Following up on that previous post more quickly than usual, the mention of Dr Maria Vrij of the Barber Institute of Fine Arts, my honourable successor and exceeder in post there as Curator of Coins, and also the use of the University of Birmingham’s online objects catalogue to instance a Barber coin, both lead me together to pointing something out that’s deserved notice since it began in March 2016 with some of the Barber’s Roman Republican coinage, which is: they have managed to put really quite a lot more of their coin collection online since I left you know!
For a while Maria was keeping me posted as uploads went up, so that I could post about them here, but since I wasn’t really posting and she soon had a new exhibition to cope with, that stopped and I’ve only just got as far as the first stub I made to mention this to you all. What this means is that the phenomenon has meanwhile achieved very serious proportions! When I took on that collection, 188 items were online, out of a collection of nearly 16,000; by the time I left, not least due to the efforts of Maria, that was 462. But since I left, in four fairly short years (three only 365 days each, I believe!), that total has risen to more than the 3,000 items the search will find at once, even in just Byzantine coins.

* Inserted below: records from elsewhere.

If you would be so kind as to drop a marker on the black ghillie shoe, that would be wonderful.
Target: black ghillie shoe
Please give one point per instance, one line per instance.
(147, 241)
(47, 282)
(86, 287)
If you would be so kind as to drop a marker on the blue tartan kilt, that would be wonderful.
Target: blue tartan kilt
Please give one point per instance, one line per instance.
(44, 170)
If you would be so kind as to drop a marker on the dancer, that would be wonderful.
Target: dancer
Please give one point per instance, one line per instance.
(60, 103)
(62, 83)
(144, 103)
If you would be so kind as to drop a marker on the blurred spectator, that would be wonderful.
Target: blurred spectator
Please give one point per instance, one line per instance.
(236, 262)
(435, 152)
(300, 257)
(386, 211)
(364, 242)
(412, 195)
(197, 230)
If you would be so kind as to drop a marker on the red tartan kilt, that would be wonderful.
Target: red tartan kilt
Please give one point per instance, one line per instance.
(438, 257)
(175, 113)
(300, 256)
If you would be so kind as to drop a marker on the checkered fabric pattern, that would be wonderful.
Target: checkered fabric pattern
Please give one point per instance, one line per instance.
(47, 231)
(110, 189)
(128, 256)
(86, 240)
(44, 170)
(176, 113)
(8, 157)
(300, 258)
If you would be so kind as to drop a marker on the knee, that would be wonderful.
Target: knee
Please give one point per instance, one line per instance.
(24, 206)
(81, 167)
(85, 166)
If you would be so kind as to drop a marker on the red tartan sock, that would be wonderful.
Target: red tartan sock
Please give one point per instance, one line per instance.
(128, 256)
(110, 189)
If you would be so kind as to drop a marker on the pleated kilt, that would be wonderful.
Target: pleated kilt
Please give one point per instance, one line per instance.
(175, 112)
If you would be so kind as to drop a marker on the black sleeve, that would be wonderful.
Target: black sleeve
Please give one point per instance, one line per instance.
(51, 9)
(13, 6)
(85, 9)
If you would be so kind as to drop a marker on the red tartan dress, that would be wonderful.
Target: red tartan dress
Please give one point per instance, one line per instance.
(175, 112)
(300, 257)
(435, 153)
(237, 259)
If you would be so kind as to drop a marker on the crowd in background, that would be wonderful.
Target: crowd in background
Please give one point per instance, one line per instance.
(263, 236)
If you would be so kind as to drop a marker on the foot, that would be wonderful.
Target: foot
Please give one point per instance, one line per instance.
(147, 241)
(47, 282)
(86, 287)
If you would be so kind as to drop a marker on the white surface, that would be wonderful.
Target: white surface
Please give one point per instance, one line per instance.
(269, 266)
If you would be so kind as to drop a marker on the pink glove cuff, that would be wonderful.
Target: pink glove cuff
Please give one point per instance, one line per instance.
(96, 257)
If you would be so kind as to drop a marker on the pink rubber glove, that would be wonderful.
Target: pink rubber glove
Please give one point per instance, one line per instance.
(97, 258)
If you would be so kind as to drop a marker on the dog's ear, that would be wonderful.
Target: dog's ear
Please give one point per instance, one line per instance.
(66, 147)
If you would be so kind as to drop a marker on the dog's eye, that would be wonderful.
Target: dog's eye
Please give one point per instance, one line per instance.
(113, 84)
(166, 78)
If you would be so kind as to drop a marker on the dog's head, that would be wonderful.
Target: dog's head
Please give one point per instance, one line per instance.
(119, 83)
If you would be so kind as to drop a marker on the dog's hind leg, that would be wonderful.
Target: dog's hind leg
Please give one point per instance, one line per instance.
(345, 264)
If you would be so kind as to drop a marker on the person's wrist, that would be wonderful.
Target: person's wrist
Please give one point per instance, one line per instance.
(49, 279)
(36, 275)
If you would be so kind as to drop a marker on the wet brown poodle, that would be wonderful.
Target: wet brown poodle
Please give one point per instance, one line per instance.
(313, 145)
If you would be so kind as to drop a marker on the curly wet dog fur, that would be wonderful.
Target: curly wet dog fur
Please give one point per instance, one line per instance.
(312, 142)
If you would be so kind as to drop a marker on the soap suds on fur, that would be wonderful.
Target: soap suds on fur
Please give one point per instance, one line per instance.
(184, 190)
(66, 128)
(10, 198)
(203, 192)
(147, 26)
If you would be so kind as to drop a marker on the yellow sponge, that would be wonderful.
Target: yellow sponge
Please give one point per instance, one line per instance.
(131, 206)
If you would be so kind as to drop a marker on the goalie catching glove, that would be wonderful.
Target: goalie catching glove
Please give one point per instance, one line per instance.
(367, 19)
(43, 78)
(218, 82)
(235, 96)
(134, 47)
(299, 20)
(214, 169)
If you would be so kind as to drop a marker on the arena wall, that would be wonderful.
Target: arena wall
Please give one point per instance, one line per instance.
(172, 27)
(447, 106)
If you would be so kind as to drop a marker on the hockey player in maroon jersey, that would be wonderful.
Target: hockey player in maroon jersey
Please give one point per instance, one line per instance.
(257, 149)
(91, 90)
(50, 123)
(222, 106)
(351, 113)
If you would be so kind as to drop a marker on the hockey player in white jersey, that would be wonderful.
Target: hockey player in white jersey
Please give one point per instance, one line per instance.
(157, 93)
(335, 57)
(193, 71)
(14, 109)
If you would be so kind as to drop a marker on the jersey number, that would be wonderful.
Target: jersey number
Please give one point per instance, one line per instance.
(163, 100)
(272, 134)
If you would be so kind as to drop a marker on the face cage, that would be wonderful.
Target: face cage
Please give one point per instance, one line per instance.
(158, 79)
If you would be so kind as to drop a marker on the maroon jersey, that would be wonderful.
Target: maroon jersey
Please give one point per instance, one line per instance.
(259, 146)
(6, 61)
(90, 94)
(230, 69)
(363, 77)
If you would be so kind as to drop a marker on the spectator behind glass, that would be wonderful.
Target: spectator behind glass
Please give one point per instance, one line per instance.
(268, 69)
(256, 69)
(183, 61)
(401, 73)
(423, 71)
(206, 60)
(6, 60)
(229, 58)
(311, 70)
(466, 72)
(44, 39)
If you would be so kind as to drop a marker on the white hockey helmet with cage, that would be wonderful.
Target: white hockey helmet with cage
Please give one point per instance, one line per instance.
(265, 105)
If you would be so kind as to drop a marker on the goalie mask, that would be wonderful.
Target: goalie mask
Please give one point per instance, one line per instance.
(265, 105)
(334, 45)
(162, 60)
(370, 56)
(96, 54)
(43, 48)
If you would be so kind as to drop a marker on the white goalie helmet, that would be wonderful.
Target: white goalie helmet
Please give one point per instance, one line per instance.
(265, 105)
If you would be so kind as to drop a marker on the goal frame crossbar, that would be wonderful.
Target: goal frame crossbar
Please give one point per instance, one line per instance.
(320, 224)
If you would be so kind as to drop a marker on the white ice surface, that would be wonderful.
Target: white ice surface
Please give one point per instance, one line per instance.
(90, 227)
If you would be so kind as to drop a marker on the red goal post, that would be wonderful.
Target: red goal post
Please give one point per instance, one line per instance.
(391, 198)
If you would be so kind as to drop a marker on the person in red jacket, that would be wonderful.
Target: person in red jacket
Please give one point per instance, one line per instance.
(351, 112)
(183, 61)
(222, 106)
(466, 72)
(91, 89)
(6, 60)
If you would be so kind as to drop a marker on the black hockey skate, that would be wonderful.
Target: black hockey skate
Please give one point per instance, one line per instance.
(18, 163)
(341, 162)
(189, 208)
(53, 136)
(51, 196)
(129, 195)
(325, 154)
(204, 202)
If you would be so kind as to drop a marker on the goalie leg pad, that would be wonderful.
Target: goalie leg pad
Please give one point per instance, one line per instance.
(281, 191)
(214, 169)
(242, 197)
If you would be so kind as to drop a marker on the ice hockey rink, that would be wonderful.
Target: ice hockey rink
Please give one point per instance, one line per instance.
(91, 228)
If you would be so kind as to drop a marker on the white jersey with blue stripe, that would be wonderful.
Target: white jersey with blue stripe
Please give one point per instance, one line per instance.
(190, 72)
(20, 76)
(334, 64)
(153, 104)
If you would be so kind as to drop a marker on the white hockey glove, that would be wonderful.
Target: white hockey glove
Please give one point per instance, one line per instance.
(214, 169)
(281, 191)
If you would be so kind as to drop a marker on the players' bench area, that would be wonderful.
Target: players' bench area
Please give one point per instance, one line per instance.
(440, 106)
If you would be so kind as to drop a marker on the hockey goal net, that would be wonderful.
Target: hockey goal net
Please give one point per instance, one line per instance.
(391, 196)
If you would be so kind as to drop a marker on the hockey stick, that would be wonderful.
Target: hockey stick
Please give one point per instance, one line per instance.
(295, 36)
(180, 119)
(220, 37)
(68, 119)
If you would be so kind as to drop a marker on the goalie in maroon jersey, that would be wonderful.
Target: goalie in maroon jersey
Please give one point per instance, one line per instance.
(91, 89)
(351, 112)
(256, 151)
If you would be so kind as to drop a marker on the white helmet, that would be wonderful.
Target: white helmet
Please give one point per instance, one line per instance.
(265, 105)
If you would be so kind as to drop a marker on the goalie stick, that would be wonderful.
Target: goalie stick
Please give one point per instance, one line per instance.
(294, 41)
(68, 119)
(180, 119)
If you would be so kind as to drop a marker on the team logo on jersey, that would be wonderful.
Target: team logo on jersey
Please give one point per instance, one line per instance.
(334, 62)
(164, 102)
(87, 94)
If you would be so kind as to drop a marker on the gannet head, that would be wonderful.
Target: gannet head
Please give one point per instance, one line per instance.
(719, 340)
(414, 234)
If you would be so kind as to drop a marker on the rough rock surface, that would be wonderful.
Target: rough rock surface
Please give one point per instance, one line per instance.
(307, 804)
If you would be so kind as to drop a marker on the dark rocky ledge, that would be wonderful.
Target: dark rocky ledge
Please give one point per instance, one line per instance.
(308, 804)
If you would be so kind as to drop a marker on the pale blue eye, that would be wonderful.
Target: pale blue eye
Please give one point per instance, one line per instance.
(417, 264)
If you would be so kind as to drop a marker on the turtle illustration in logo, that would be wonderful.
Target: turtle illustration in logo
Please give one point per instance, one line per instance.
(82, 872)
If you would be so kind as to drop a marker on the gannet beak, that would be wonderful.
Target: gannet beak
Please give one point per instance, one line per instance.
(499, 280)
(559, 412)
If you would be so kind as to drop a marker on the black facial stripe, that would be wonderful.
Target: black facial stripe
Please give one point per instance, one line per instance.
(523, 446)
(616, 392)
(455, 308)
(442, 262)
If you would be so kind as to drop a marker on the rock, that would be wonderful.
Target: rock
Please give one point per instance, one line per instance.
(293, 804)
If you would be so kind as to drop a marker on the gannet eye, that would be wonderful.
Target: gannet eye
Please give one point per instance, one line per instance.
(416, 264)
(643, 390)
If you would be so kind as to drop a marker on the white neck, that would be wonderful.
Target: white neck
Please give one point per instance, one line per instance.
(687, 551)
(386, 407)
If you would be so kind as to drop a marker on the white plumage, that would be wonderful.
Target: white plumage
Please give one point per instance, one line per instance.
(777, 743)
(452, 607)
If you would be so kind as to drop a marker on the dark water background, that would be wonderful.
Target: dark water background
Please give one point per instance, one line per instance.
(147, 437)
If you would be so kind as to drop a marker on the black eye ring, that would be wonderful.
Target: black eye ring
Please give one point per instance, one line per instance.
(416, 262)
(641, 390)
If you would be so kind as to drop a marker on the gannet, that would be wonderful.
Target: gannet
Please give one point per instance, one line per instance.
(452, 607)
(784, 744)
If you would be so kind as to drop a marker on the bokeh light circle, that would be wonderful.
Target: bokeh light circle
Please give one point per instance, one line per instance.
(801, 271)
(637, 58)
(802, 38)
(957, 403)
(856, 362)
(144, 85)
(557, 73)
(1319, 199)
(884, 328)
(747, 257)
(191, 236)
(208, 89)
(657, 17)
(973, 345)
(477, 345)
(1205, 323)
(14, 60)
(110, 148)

I can determine that it includes 2,109 Roman coins, including 400-odd Republican pieces, but not including 22 Late Roman pieces of about 250, so that at least is still ongoing work, and the Byzantine collection doesn’t yet include the coins of Constantine XI so can’t be finished yet either, but it’s amazing what has been achieved. That achievement includes the digitisation and getting online of 908 Sasanian Persian coins, a larger collection than most other places in the world and surely pretty much the only one online; it includes the fascinating Mardin hoard, which is very worn Roman and Byzantine coins that were some of them countermarked for use in the medieval Islamic world and therefore presumably were all used thus, since they were buried together; and a selection of Trebizond and Vandal stuff, to name but a few things I can find in searches.1
So great things have been afoot, and so many feet have they been a’ that I can’t actually determine how great they are; but we are talking records in the thousands, all with good images and metadata that tell you at least something about the rulers who issued them and sometimes the collectors who found them and made it possible for the Barber to make them available all these years later. More is doubtless still to come, but meanwhile I invite you to have a browse, follow some cross-references and revel in the numismatic riches of it all!
1. The Mardin Hoard has actually been exciting people for long enough to be published in print, at least in summary, as N. M. Lowick, S. Bendall & P. D. Whitting, The Mardin Hoard: Islamic countermarks on Byzantine folles (London 1977).